Soy de los que creo que la espiritualidad original del ser humano fue animista, nacida del vínculo directo con la vida natural y sus ciclos. Desde los primeros asentamientos del Neolítico hasta los cazadores-recolectores del Paleolítico, la percepción de lo sagrado estuvo anclada en la experiencia viva del mundo: la luz solar que fecunda, la noche que devora, la Luna como símbolo de lo cíclico, la muerte, el brote, la carne y el hueso entregados a la tierra.

El primer malentendido al abordar la religión protoindoeuropea es aplicar categorías étnicas y geográficas modernas a pueblos antiguos. Se tiende a imaginar lo iranio con rasgos árabes, lo védico como indio actual, o lo anatolio con forma kurda o turca, cuando en realidad estos grupos eran étnicamente indoeuropeos y de fenotipo blanco. No es una afirmación ideológica, sino un dato histórico que trasciende narrativas políticas contemporáneas. Mi enfoque no responde a supremacismos, sino a la precisión cultural y ancestral.

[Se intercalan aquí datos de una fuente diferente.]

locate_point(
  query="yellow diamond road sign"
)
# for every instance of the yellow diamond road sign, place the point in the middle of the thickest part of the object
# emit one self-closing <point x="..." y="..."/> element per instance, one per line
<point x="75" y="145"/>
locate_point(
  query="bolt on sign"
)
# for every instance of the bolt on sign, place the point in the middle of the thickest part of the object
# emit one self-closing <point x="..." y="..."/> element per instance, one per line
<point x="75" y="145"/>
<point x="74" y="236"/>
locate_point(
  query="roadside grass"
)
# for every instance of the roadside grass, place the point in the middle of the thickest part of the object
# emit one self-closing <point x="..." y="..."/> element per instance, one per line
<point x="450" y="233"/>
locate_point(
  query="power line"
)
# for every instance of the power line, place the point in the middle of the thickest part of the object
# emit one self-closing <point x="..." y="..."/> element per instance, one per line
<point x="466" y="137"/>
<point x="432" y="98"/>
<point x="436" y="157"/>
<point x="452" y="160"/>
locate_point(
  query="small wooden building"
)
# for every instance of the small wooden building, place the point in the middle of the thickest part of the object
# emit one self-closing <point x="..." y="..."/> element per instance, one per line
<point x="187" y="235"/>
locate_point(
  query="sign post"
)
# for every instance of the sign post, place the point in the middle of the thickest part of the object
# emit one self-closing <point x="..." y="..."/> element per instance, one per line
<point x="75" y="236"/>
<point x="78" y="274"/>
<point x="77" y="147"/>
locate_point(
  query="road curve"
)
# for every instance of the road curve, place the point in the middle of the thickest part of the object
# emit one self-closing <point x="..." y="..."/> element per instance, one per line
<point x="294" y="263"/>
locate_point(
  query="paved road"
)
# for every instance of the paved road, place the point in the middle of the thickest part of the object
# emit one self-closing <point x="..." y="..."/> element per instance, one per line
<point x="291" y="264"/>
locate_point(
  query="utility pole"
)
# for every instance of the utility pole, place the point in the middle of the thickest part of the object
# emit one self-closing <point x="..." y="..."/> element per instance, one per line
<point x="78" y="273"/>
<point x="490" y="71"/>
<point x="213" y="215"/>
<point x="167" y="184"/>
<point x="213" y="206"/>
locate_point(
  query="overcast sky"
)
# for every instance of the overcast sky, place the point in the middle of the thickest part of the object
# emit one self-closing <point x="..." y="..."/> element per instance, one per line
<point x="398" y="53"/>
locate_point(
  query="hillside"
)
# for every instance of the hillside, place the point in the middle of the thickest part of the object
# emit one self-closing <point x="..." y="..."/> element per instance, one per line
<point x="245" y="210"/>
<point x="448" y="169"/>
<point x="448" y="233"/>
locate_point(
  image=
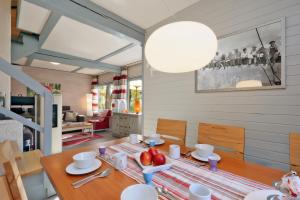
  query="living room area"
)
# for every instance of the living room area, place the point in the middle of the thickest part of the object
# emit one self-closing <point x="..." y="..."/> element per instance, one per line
<point x="86" y="102"/>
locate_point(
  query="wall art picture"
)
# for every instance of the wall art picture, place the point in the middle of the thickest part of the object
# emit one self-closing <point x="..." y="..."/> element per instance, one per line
<point x="248" y="59"/>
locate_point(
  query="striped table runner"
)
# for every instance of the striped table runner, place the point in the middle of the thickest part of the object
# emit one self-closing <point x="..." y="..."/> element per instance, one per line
<point x="224" y="185"/>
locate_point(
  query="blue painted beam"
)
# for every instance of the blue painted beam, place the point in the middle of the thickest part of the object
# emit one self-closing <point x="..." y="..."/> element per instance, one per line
<point x="81" y="11"/>
<point x="29" y="60"/>
<point x="117" y="51"/>
<point x="20" y="119"/>
<point x="55" y="57"/>
<point x="99" y="9"/>
<point x="28" y="46"/>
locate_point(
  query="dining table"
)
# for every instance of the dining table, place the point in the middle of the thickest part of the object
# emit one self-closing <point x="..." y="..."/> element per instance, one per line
<point x="111" y="187"/>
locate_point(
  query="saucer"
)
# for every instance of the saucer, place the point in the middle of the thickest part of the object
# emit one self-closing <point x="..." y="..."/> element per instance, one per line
<point x="196" y="156"/>
<point x="71" y="169"/>
<point x="161" y="141"/>
<point x="262" y="194"/>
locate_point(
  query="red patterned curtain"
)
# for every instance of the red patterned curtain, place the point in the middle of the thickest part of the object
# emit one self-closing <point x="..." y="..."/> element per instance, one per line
<point x="95" y="98"/>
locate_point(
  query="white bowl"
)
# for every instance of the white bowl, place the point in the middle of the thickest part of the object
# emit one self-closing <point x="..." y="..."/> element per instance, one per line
<point x="84" y="159"/>
<point x="204" y="150"/>
<point x="139" y="191"/>
<point x="155" y="137"/>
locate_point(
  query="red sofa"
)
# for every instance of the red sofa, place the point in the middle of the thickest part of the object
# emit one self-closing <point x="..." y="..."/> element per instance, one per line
<point x="101" y="121"/>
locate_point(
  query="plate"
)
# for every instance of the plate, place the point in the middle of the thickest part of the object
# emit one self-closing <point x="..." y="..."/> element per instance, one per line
<point x="153" y="168"/>
<point x="139" y="191"/>
<point x="161" y="141"/>
<point x="261" y="194"/>
<point x="196" y="156"/>
<point x="71" y="169"/>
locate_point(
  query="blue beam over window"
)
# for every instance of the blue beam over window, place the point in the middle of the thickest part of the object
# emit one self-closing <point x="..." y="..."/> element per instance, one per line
<point x="91" y="14"/>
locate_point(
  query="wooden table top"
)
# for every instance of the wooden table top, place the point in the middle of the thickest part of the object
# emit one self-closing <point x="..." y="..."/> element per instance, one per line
<point x="112" y="186"/>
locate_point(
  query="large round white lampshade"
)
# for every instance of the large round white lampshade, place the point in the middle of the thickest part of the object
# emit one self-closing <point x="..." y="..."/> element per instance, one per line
<point x="181" y="47"/>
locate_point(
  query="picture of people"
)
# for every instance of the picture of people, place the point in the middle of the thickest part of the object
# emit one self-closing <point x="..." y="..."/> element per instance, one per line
<point x="250" y="59"/>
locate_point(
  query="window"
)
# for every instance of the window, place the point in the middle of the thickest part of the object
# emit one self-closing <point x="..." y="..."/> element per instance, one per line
<point x="102" y="97"/>
<point x="135" y="95"/>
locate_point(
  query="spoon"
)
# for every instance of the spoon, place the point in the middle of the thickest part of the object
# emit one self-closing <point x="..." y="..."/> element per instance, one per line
<point x="102" y="175"/>
<point x="164" y="192"/>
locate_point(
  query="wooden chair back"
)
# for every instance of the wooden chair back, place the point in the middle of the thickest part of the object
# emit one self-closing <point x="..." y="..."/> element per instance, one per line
<point x="228" y="138"/>
<point x="173" y="130"/>
<point x="295" y="151"/>
<point x="7" y="158"/>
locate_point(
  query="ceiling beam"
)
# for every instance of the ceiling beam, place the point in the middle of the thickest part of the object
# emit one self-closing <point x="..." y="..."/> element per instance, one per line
<point x="28" y="46"/>
<point x="91" y="14"/>
<point x="117" y="51"/>
<point x="57" y="57"/>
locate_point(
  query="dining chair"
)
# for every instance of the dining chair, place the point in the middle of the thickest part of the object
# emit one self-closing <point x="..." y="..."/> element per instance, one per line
<point x="295" y="151"/>
<point x="11" y="171"/>
<point x="172" y="130"/>
<point x="230" y="139"/>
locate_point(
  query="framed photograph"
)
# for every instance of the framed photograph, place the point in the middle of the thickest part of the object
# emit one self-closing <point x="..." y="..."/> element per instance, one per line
<point x="247" y="60"/>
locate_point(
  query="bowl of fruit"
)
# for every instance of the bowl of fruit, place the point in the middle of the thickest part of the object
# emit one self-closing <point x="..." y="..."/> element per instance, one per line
<point x="153" y="159"/>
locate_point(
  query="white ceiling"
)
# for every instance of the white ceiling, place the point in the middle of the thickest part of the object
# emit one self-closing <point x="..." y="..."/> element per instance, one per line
<point x="48" y="65"/>
<point x="78" y="39"/>
<point x="126" y="57"/>
<point x="32" y="18"/>
<point x="90" y="71"/>
<point x="145" y="13"/>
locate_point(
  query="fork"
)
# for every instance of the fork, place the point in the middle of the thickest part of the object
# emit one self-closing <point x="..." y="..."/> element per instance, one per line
<point x="103" y="174"/>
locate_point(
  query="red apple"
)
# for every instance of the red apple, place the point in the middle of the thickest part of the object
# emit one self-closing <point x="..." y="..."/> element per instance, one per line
<point x="159" y="159"/>
<point x="146" y="158"/>
<point x="153" y="151"/>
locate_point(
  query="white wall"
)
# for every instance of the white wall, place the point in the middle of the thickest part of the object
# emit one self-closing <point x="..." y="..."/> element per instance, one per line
<point x="268" y="116"/>
<point x="5" y="24"/>
<point x="133" y="71"/>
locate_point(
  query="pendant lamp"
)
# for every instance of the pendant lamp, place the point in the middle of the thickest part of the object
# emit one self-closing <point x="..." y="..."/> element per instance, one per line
<point x="181" y="47"/>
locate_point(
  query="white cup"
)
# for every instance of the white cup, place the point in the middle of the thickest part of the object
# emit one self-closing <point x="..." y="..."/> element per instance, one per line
<point x="199" y="192"/>
<point x="84" y="160"/>
<point x="174" y="151"/>
<point x="119" y="161"/>
<point x="133" y="138"/>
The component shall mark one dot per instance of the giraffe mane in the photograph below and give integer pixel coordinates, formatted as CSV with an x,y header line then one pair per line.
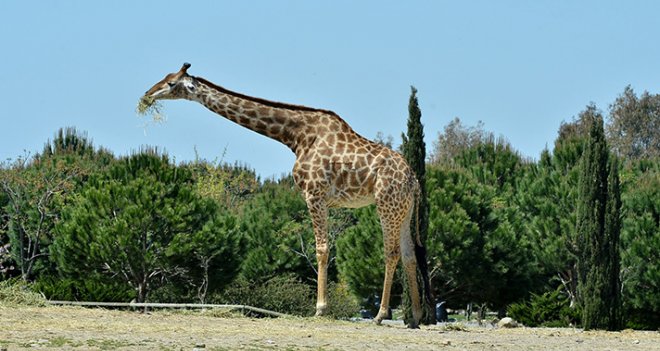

Por eso, según comienzas a indagar y abrir la mente, terminas encontrando una profundidad especial en los himnos védicos, no por su antigüedad en sí, sino porque capturan con precisión simbólica esa sensibilidad primordial, ese lenguaje elemental que antecede a las grandes estructuras teológicas. Aun si surgieron en un momento posterior, la forma que adoptan conserva el pulso de lo originario, más que muchas formas religiosas actuales que han perdido el contacto con esa raíz vital.


Los himnos védicos son composiciones rituales de la antigua India que expresan una visión del mundo profundamente animista y simbólica. En este contexto, representan una de las formas más puras y antiguas del pensamiento espiritual indoeuropeo. Son cantos que conectan al ser humano con las fuerzas elementales del cosmos. Más que textos religiosos, son mapas poéticos de lo sagrado originario.

Desde mi propia visión —y es también una propuesta implícita en estas entradas del blog— los Vedas ofrecen una de las claves más nítidas para penetrar en el imaginario espiritual indoeuropeo original. A través de su estructura poética y ritual, trazan una cosmovisión que todavía resuena en múltiples formas de lo sagrado posteriores, incluso en doctrinas que se consideran ajenas.

De hecho, al observar cómo el cristianismo absorbió y adaptó elementos de religiones anteriores, se puede comprender mejor su estructura real si se estudia desde las huellas que dejó el paganismo.

Es cierto que mediante estudios comparativos, reconstrucción lingüística y arqueología religiosa, algunos especialistas han intentado delinear lo que podría haber sido la forma religiosa original de los pueblos indoeuropeos. De estas investigaciones emergen patrones recurrentes: la veneración de un Padre Celeste, la figura luminosa de la Diosa del Alba, el simbolismo solar y lunar, los dioses gemelos, serpientes, triadas, los relatos cosmogónicos ramificados y el Árbol que conecta todos los niveles del mundo.

Para quien desee comprender qué creían los antiguos, la mejor vía no es fijarse en lo que se les atribuye desde fuera, sino observar lo que las diversas religiones indoeuropeas —iranias, germánicas, eslavas, celtas, helénicas o anatolias— comparten en su núcleo estructural.

Los cruces culturales entre civilizaciones como Babilonia, Canaán, Egipto y los pueblos del Danubio no desvirtúan estas religiones, sino que las enriquecen. Negarlo sería olvidar que incluso las religiones abrahámicas se construyeron sobre cimientos más antiguos: el judaísmo tiene raíces cananeas y egipcias, el cristianismo se nutre de lo indoeuropeo, y el islam hereda todo eso filtrado.

Recuperar la memoria pagana no es nostalgia, es arqueología de la conciencia. Para redescubrir el espíritu de los antiguos, hay que excavar también dentro de las religiones que los sepultaron.